Wednesday, August 15, 2007

Glimpses of a Young Man

It strikes me at the oddest times.

I remember it struck me one night when he was a baby -- in the middle of the night as I rocked him back to sleep.
This time, he was walking across the floor, wearing a towel around his waist with water dripping from his hair -- having just gotten out of the pool.



I see it, taking a while to look at all the sports photos and Christmas cards of him through the years that are permanently posted on the refrigerator. The smile is the same in all of them; only the face, body and hair style changes from year to year.

"It" is the most brief glimpse I get of what Joshua will be like as a man. I can see how handsome he is going to be, what his face will mature to be, how casual and laid back he will be about things -- a lot like his dad -- as well as how fired up he will be about other things -- a lot like his mom and how caring he will be -- like his heavenly Father.

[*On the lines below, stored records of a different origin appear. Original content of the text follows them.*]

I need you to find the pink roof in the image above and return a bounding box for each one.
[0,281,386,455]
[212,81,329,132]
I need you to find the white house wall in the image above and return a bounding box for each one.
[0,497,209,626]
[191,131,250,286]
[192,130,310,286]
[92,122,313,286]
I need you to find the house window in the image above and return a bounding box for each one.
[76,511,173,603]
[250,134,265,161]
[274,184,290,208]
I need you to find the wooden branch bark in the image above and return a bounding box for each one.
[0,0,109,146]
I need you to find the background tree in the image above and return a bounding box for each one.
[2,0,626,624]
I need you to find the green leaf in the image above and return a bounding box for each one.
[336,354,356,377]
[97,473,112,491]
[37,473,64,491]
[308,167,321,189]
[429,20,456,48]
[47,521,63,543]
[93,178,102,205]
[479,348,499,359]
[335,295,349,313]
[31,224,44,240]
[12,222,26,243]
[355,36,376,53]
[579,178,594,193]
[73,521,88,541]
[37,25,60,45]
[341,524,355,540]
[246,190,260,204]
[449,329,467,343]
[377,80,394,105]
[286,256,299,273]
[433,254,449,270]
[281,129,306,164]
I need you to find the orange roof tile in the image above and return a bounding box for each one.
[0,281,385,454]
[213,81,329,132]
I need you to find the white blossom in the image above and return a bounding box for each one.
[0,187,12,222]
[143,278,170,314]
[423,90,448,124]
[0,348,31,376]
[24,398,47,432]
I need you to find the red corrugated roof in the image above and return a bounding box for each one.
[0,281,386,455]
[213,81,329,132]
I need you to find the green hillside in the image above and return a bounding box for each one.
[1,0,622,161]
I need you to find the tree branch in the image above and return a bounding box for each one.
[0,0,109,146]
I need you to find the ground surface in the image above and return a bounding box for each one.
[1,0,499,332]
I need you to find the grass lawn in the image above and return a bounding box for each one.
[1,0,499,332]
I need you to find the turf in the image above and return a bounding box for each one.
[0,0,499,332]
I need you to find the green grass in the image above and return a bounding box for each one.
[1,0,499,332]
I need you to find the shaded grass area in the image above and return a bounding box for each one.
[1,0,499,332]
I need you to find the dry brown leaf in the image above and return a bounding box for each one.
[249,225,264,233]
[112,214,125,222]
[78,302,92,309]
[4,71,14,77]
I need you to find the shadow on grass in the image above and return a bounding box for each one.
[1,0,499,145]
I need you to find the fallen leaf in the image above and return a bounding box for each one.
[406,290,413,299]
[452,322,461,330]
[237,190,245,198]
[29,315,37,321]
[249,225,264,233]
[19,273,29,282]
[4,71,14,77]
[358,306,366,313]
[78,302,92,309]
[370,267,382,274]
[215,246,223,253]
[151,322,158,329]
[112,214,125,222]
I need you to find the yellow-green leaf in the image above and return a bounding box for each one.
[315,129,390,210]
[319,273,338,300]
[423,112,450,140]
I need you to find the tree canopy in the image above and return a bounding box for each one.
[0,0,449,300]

I wonder what his life will be like? I pray only the best for him, of course. I pray for him a good, calm, Christian wife. I pray for him a good job that allows him to take care of his family, LOTS of children (*slightly wicked smile*), good friends, happiness with whatever his lot in life is, and peace. I hope he gets to travel and see things all over the world. I hope he gets the chance to go to college and experience the excitement of living on his own -- and is able to do it successfully. I hope he makes good choices. I hope he finds a good church family and that he learns to serve God instead of wanting to be served. I hope he goes on a mission trip. I hope he laughs, a lot. I hope he plays sports because he loves them so much. I hope whatever he dreams to be, he is able to achieve it. I hope he is just so "stinking" (my favorite word as of late) cute and smart and happy that the best woman in the world loves him like no one, other than his mother of course (*smile*), will ever love him. I hope she thinks he is the best thing in her life for all her life. I hope his heart never gets broken, but I know, at some point, it will.
It's rare and it comes at the most odd moments, but occasionally, God grants me those little glimpses. What a blessing!